With health care access a key issue for voters, the presidential candidates are highlighting their proposals for reform. Some promote a single-payer, “Medicare for All” kind of system. Others want a public health insurance plan as an option so people can choose between their private coverage and government coverage. Whose ideas will do the most to improve the health of Americans?

To answer that question, we need to look at the candidates’ proposals to address income inequality, not their proposals to reform the health care system. For while it is commonly thought that access to health care makes for good health, that’s not the case. It is true the uninsured are sicker than the insured, but it’s not because they are uninsured. It’s because they are poor.

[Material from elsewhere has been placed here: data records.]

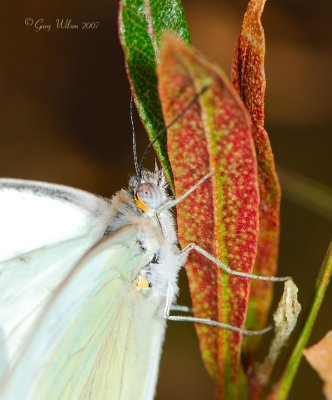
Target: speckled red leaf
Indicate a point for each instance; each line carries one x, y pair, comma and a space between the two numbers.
222, 215
249, 79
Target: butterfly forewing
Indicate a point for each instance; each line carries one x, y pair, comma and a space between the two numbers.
44, 230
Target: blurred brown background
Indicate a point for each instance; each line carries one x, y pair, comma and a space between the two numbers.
64, 118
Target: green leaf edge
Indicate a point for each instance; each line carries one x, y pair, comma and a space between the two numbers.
281, 390
154, 9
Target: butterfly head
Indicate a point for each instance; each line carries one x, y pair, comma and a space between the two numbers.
150, 191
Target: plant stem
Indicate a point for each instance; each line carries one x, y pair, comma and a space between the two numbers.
281, 390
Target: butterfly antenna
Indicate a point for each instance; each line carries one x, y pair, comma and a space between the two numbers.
163, 130
134, 137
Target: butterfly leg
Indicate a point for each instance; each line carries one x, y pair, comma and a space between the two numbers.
193, 246
204, 321
176, 307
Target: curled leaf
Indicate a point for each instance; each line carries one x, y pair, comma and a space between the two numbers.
319, 357
222, 215
248, 78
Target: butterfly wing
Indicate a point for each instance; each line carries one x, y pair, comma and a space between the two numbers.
99, 338
44, 231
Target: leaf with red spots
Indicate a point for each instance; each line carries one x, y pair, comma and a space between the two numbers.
222, 215
141, 25
319, 357
249, 79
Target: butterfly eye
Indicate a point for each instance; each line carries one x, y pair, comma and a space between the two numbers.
148, 196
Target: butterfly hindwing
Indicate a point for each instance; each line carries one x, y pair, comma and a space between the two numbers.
99, 338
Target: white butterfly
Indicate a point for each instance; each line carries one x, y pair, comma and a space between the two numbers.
86, 285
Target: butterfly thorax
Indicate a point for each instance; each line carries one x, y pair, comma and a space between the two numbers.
157, 238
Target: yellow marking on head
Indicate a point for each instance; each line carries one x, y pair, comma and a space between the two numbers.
141, 283
141, 205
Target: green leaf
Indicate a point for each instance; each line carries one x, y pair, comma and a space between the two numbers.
141, 25
281, 390
222, 215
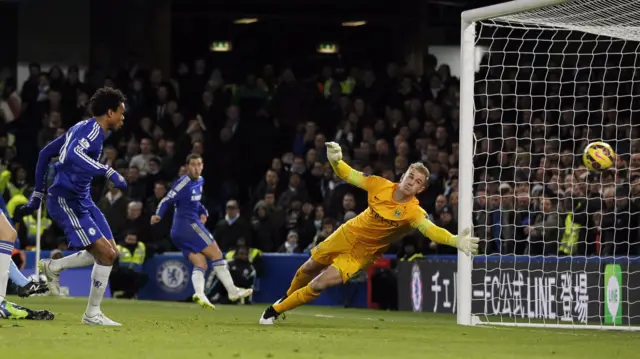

During the first Democratic debate, U.S. Sen. Cory Booker presented the conventional wisdom on the connections among health care, health and income — if people get sick and lack insurance, they do not receive the health care they need. As a result, they stay sick and lose their jobs. “People who do not have good health care do not succeed at work,” Sen. Booker observed.

And indeed there is a critical connection between health and income. In the United States, men in the bottom 1 percent of the income distribution have a life expectancy 14½ years shorter than men in the top 1 percent. The income disparity in life expectancy exists even within small geographic areas. In Cincinnati, Indianapolis and Louisville, residents in the bottom 25 percent of the income distribution live about 8½ years fewer than do residents in the top 25 percent. (In Las Vegas, the gap between the bottom and top 25 percent is 6½ years.)

But giving the indigent health insurance won’t change that very much. Indeed, the life expectancy of lower-income persons is not correlated with the amount of health care they receive or even with the quality of care they receive. Nor do their mortality rates change when they become eligible for Medicare.

Rather, their health improves when their economic status improves. Income has a greater effect on health than health does on income. Raising the minimum wage for the employed, or providing welfare benefits for the unemployed, makes them and their family members healthier. Similarly, when low-wage families receive income supplements through the earned income tax credit (EITC), infant mortality declines, and there is a decrease in the likelihood of low-birthweight newborns.

And the benefits for children from increases in their family’s financial status extend throughout the children’s lives. Parental income plays a key role in determining a child’s health even into adulthood.

So, yes, everyone should have access to good health care. But what they need even more are policies that will save them from having to see a doctor in the first place. When it comes to ensuring that people are healthy, universal access to a good income is much more important than universal access to health care.

— Dr. David Orentlicher, M.D., is the Cobeaga law firm professor and co-director of the UNLV Health Law Program at the Boyd School of Law.